For the tests, the 100 engines and the 100 flight parameters combinations that were not used for CPTs estimation were employed. For each engine and each flight condition, one healthy and three fault scenarios were simulated for each component, as presented in Table 4, for a total of 3200 tested points.
Gaussian noise was added to all sensor data. As mentioned in Section 2, the results of the hybrid adaptive model and BN approach were compared with the results obtained by the BN alone and the outcomes of the adaptive model alone, following the scheme of Figure 4.
To test the capability to detect a mechanical fault, the training space was enlarged to include bleed valve leakage in each engine of the fleet and at each flight conditions ranging from 0 to 4%. Then, a BV leakage was simulated for the tested engines at 1.5% and 3% of the nominal flow.

4. Results

First, the most suitable sensor set for the model adaptation procedure was identified based on the method described in Section 2. This step was applied to determine which measurements would be required in an ideal case, and more realistic sensor sets were successively considered for comparison. The influence of each performance deviation factor on the uncorrelated measurements is shown in Figure 5 (for the variables number, refer to the diagram in Figure 1). The bars in the Figure represent the deviation in the normalized measurements as in the influence matrix of Figure 2 induced by 1% performance change. Where the induced deviation was smaller than 3σ (i.e., sensor standard deviation) for all simulated faulty cases, the sensors were discarded. For example, T43, T46, W2, and W13 were discarded at this stage. Measurements of fan and IPC inlet flow are often available during pass-off tests and it was hence interesting to evaluate their potential use in the adaptation scheme for baseline generation. However, their impact in the influence matrix led to discard them.
From the plots of Figure 5, it was noted that Δ W ¯ HPC had a very small influence on the available measurements; therefore, detection of HPC fault was expected to be more difficult. The sensors selected for the matching scheme are listed in Table 5 with considered noise level together with the sensors for the fuel flow and for ambient conditions.
The fuel flow was not used for model adaptation purpose but rather as input to run the model in the same condition as the real engine. It can be observed from Table 1 that all the sensors necessary to build the required adaptation scheme could be normally installed on a civil aircraft. Please note that in this work, diagnostics was performed with simulated flight data; analyses performed during pass-off tests on the ground would benefit from a larger sensor suite and possibly higher measurements accuracy, hence a different matching scheme could be selected.
The sensor set in Table 5 is denoted as Set1. In this work, the influence of sensors selection was studied by implementing the proposed method on other two possible sets of available measurements. Set2 includes the measurements in Set1 except N46 and p43, while Set3 lacks N44 and p46 measurements. Hence, the adaptation scheme has to discard two performance deviation factors for each of these two sensors sets. According to the methodology illustrated in [38] and the influence diagrams in Figure 5, ΔηHPT and ΔηLPT were removed from the Set2 scheme, while Δ W ¯ IPC and Δ W ¯ LPT were removed from the Set3 scheme.

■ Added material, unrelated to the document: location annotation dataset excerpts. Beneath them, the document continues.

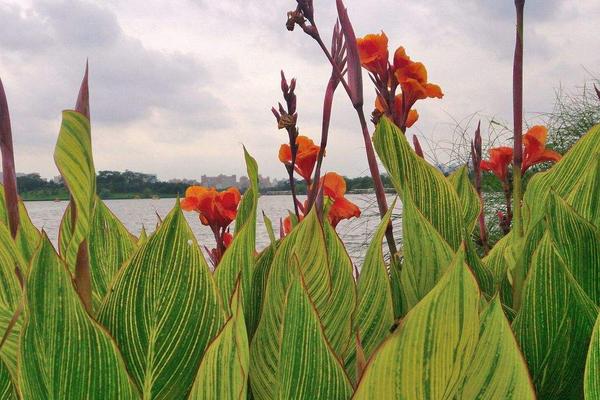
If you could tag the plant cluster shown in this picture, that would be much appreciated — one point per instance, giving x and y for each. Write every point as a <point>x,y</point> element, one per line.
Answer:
<point>113,316</point>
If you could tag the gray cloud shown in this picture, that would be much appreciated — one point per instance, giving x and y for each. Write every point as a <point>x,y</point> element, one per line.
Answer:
<point>177,86</point>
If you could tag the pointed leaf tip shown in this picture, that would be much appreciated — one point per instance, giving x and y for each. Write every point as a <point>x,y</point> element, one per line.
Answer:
<point>83,99</point>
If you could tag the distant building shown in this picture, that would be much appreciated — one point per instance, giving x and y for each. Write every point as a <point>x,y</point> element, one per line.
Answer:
<point>244,182</point>
<point>220,181</point>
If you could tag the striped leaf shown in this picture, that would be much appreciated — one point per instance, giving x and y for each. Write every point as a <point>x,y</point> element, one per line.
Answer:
<point>563,176</point>
<point>64,354</point>
<point>469,200</point>
<point>554,325</point>
<point>309,368</point>
<point>73,157</point>
<point>110,245</point>
<point>591,382</point>
<point>10,348</point>
<point>258,287</point>
<point>584,198</point>
<point>337,313</point>
<point>426,254</point>
<point>28,237</point>
<point>223,372</point>
<point>497,370</point>
<point>10,257</point>
<point>578,243</point>
<point>7,387</point>
<point>163,309</point>
<point>375,311</point>
<point>27,234</point>
<point>428,356</point>
<point>239,256</point>
<point>409,171</point>
<point>305,247</point>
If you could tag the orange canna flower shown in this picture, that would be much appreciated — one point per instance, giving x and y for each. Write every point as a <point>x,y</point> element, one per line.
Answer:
<point>373,52</point>
<point>500,159</point>
<point>413,115</point>
<point>334,186</point>
<point>306,156</point>
<point>534,151</point>
<point>216,209</point>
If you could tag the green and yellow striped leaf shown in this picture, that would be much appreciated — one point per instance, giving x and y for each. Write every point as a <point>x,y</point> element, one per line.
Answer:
<point>578,243</point>
<point>309,368</point>
<point>259,284</point>
<point>426,254</point>
<point>563,176</point>
<point>591,380</point>
<point>7,387</point>
<point>554,325</point>
<point>73,157</point>
<point>432,193</point>
<point>27,234</point>
<point>337,313</point>
<point>110,245</point>
<point>10,257</point>
<point>428,356</point>
<point>469,200</point>
<point>375,311</point>
<point>584,198</point>
<point>305,247</point>
<point>64,353</point>
<point>223,372</point>
<point>497,370</point>
<point>10,348</point>
<point>239,257</point>
<point>163,308</point>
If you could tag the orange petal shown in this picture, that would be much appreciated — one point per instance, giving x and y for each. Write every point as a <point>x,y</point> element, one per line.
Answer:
<point>434,91</point>
<point>373,52</point>
<point>189,203</point>
<point>413,116</point>
<point>342,208</point>
<point>195,191</point>
<point>538,133</point>
<point>401,60</point>
<point>285,153</point>
<point>334,185</point>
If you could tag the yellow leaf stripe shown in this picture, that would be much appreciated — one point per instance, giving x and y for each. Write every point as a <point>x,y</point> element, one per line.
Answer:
<point>223,372</point>
<point>498,369</point>
<point>64,354</point>
<point>309,368</point>
<point>429,354</point>
<point>73,157</point>
<point>554,325</point>
<point>163,309</point>
<point>239,257</point>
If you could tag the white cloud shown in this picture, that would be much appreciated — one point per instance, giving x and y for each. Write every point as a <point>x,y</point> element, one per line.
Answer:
<point>178,86</point>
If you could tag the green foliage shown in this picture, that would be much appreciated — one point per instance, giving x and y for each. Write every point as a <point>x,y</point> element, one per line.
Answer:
<point>293,321</point>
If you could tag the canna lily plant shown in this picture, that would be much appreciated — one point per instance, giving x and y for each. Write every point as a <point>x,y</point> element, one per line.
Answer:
<point>108,315</point>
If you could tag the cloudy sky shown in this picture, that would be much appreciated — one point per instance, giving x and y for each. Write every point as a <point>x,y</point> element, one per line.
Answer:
<point>178,86</point>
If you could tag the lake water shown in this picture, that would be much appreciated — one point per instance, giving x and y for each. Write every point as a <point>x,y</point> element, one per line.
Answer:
<point>135,214</point>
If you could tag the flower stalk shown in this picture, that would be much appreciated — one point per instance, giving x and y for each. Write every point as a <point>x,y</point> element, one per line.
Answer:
<point>519,277</point>
<point>476,156</point>
<point>8,165</point>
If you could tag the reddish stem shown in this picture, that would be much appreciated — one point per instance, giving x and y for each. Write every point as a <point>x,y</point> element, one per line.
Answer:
<point>8,165</point>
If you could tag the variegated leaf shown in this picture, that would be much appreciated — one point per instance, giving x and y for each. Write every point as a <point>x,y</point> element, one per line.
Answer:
<point>163,309</point>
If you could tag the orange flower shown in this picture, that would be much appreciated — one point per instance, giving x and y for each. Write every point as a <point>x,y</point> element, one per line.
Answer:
<point>534,151</point>
<point>334,186</point>
<point>306,156</point>
<point>500,159</point>
<point>373,52</point>
<point>413,115</point>
<point>412,77</point>
<point>216,209</point>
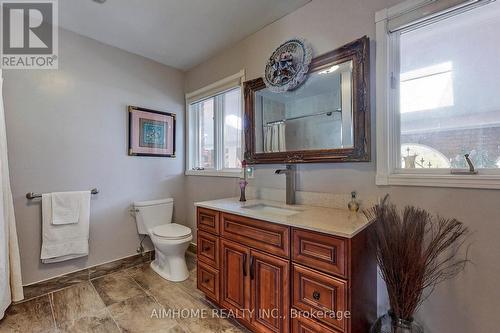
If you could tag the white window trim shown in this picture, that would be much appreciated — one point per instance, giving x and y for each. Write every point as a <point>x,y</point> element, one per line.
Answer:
<point>218,87</point>
<point>387,119</point>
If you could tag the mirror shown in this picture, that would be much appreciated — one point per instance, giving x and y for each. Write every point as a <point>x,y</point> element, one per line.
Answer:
<point>317,115</point>
<point>323,120</point>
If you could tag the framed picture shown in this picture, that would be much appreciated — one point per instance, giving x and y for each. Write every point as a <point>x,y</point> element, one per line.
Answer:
<point>151,133</point>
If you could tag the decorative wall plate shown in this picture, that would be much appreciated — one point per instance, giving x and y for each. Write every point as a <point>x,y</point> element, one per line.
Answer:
<point>287,67</point>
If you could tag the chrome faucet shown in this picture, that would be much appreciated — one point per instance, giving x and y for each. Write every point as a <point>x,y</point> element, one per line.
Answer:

4.1. Case 1—Production Scatter Effect

The results for the faulty engines with production scatter only are presented in Table 6. The percentage of correctly identified data points for each fault is shown for the 1600 simulated engines in the fleet (100 different engines with 16 levels of degradation severity). Although Normal and Very Low were considered two separate states in the BN nodes to increase the CPT estimation accuracy, the results are here combined for practical reasons, as any deviation within the production scatter can be considered negligible. The first thing observed was that the identification of HPC deterioration was less accurate, mainly due to the low influence that Δ W ¯ HPC had on the available measurements.
Both BN methods presented a very low percentage of false alarms, which is desirable. The BN alone was quite effective in identifying L level of IPC deterioration (M level was mostly misclassified as L), M level for HPT and IPT, and any level of deterioration for LPT.
Because of the correlation between some of the deviation parameters, up to 31% of the faults were misclassified by the adaptive model only. It is also interesting to note that by only using the model adaptation procedure, some extent of smearing effect was present, with up to 27% of the engines for different fault cases showing additional faults together with the correct one, in a component that was actually healthy.
The hybrid method considerably improved the diagnostics accuracy compared to the single BN and reduced the number of false alarms compared to the adaptive model alone. Further improvements in the BN classification could be achieved by e.g., increasing the number of states or the training space, but the purpose of this work was to assess the improvements given by the adaptive model layer with the same BN parameters and CPTs. An advantage compared to the adaptive model alone is that a fault in the bleed valve could not be isolated by the model adaptation approach, which simply detected a variation in performance characterized by deviations in several efficiency parameters. The combination of adaptive model and BN could however detect and identify a BV leakage although the accuracy was slightly lower than the single BN in case of engine production scatter.
Since the identification accuracy for some components was low, it is important to show also the detection and isolation accuracy, reported in Table 7. This refers to correct detection and isolation of the different faults irrespectively of the severity, i.e., it includes misclassifications between L and M. It is possible to see that the majority of misclassifications in Table 6 were due to a wrong fault severity attribution, which is not a major concern even though it would affect a downstream maintenance schedule analysis. Only for the HPC, a fairly high percentage of misdetections (i.e., faulty engines considered healthy) was observed with both BN methods.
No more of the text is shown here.